Inside Bush's Bunker
For any second-term president—as the pressure grows to cement his legacy, and with many of his best aides gone—the physical bunker of an electronically sealed, sniper-patrolled White House, which restricts his access to old friends and new ideas, can lead to psychological isolation. Talking to administration insiders, the author learns why George W. Bush's disconnect is even more extreme, from the "Churchillian riff" he goes into when Iraq is discussed, to his eerie optimism, to his increasing reliance on a dwindling band of diehards.

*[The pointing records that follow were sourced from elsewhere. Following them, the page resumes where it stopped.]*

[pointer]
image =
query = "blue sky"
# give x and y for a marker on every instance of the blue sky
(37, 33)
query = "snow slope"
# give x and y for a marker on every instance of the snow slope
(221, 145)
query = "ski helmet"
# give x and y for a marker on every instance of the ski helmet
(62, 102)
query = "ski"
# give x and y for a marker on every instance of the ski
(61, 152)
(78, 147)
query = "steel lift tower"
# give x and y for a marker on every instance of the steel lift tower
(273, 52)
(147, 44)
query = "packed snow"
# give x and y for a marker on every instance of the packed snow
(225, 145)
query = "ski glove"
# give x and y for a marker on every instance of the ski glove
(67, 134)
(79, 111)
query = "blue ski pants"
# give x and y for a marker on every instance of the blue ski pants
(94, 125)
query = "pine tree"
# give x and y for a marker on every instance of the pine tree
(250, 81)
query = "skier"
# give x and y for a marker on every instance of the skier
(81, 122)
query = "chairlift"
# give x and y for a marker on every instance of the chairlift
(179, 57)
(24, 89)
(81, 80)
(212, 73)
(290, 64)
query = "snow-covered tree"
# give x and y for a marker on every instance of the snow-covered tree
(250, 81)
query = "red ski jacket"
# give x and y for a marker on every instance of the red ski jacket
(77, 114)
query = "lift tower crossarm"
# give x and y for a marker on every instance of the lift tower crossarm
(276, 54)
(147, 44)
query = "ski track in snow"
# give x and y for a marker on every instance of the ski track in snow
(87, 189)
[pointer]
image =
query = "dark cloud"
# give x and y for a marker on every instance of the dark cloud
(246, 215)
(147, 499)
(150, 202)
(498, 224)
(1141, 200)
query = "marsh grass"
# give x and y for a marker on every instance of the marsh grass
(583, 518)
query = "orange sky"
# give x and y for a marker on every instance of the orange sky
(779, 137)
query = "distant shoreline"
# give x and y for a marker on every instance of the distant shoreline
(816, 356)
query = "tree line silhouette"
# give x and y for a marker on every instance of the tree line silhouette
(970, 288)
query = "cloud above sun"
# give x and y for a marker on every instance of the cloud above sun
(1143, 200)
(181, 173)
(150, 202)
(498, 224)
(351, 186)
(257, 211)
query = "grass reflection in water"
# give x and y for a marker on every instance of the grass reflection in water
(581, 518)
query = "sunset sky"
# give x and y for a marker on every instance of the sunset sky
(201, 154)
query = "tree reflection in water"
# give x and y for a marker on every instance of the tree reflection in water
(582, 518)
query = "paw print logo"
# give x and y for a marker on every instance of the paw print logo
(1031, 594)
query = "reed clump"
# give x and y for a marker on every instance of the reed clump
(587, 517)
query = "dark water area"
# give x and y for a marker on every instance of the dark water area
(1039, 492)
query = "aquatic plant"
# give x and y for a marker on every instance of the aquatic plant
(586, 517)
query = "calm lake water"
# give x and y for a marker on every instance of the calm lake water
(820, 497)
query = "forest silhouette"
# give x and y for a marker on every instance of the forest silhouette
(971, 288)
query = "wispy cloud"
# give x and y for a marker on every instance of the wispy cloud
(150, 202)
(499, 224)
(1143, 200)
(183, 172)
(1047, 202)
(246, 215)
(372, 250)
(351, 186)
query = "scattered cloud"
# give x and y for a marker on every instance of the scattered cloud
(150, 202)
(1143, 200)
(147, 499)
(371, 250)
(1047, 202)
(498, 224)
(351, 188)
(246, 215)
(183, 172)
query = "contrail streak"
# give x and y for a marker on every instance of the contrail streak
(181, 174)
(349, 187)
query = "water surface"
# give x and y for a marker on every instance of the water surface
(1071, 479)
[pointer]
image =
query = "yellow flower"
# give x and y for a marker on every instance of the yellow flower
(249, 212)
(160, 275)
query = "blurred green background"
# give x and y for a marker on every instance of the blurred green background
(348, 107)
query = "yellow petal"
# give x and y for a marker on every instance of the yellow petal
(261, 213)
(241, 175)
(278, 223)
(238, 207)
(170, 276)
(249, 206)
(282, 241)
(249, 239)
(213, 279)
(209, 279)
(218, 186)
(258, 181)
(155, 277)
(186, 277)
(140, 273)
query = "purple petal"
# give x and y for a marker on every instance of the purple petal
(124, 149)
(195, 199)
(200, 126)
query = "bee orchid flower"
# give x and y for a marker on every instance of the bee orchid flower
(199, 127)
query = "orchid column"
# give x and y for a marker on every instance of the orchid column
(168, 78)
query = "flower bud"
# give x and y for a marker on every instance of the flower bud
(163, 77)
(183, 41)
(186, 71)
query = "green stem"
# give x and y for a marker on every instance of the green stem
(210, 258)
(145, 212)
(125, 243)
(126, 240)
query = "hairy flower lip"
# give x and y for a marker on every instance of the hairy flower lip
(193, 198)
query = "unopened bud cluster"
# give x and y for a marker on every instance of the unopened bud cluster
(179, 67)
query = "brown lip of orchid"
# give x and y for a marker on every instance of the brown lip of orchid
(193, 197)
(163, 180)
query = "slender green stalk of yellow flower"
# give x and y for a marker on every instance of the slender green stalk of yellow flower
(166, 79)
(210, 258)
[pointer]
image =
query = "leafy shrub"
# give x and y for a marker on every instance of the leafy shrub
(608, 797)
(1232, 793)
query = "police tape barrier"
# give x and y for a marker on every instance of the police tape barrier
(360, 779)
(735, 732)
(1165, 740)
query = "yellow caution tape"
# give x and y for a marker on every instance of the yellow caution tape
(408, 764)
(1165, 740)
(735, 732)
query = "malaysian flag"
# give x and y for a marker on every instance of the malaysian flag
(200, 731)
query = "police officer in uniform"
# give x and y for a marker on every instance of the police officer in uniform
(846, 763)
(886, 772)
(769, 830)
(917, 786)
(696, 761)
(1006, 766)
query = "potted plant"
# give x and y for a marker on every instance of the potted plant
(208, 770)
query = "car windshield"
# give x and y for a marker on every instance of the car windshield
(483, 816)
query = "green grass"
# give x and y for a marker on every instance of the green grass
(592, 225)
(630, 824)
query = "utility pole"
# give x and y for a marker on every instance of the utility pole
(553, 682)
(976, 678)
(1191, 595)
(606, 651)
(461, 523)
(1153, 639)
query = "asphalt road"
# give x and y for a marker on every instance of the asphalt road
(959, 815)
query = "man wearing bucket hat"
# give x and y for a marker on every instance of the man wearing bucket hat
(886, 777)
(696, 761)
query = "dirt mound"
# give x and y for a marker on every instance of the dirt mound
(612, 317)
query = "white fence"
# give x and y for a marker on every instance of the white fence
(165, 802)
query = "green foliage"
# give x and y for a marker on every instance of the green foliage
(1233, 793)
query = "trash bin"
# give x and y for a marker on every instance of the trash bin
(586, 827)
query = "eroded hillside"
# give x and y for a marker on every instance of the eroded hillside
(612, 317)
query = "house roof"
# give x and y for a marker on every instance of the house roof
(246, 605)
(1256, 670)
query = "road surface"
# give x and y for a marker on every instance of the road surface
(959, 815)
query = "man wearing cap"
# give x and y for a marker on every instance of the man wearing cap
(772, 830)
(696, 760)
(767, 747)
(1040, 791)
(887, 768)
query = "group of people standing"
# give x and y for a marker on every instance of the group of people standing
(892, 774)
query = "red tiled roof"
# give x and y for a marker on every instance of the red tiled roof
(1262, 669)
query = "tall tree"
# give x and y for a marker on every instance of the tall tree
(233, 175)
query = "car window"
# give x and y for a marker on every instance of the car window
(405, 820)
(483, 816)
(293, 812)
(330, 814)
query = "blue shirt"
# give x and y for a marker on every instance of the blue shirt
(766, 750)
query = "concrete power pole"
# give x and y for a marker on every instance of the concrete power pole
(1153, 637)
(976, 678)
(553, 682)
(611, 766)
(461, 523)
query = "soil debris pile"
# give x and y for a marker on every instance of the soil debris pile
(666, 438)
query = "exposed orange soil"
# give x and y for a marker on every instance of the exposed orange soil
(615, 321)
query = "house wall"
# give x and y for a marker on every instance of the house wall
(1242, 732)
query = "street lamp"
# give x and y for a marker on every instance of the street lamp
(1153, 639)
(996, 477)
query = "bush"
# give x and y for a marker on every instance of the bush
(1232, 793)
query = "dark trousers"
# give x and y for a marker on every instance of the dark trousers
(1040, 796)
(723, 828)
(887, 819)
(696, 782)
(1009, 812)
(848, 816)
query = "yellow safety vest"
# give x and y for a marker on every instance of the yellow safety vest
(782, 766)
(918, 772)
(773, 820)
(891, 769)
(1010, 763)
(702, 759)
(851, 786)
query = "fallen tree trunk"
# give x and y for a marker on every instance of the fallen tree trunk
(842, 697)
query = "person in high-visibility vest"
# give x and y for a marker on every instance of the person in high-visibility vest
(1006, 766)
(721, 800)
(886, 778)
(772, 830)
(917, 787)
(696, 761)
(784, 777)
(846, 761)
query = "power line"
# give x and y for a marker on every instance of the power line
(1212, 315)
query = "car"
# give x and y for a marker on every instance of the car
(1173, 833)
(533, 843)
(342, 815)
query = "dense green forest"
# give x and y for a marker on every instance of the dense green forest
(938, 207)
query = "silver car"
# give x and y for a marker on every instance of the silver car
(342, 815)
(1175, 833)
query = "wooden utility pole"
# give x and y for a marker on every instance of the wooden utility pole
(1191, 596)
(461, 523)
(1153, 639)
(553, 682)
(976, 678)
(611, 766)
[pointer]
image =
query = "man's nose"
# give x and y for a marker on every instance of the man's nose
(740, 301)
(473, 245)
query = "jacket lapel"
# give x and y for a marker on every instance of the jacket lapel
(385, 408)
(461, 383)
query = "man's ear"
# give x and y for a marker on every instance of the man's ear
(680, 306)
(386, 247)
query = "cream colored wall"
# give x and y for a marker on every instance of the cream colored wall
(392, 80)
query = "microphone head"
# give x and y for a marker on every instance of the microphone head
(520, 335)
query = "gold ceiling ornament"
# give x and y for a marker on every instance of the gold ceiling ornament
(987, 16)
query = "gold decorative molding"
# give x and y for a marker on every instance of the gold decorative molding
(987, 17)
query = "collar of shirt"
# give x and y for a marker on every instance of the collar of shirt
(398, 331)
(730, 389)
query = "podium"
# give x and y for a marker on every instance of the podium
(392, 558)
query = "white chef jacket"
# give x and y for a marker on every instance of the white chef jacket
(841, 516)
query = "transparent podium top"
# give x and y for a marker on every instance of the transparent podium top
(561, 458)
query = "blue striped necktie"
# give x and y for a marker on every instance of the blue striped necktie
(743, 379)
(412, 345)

by Todd S. Purdum | October 2007
Sometime early on the morning of January 20, 2009, if recent history is a reliable guide, George W. Bush will sit down at the carved oak desk in the Oval Office and compose a note wishing his successor Godspeed. The desk is made from timbers of H.M.S. Resolute, a British bark that was abandoned to the ice but later salvaged by an American whaling vessel and presented to Queen Victoria in 1856 as a token of friendship. When the ship was finally decommissioned, the Queen sent a desk made from its best wood to President Rutherford B. Hayes. Since then almost every president has used the desk in one way or another. John F. Kennedy Jr. played behind the hinged door in its front, which Franklin D. Roosevelt installed to hide his leg braces and wheelchair.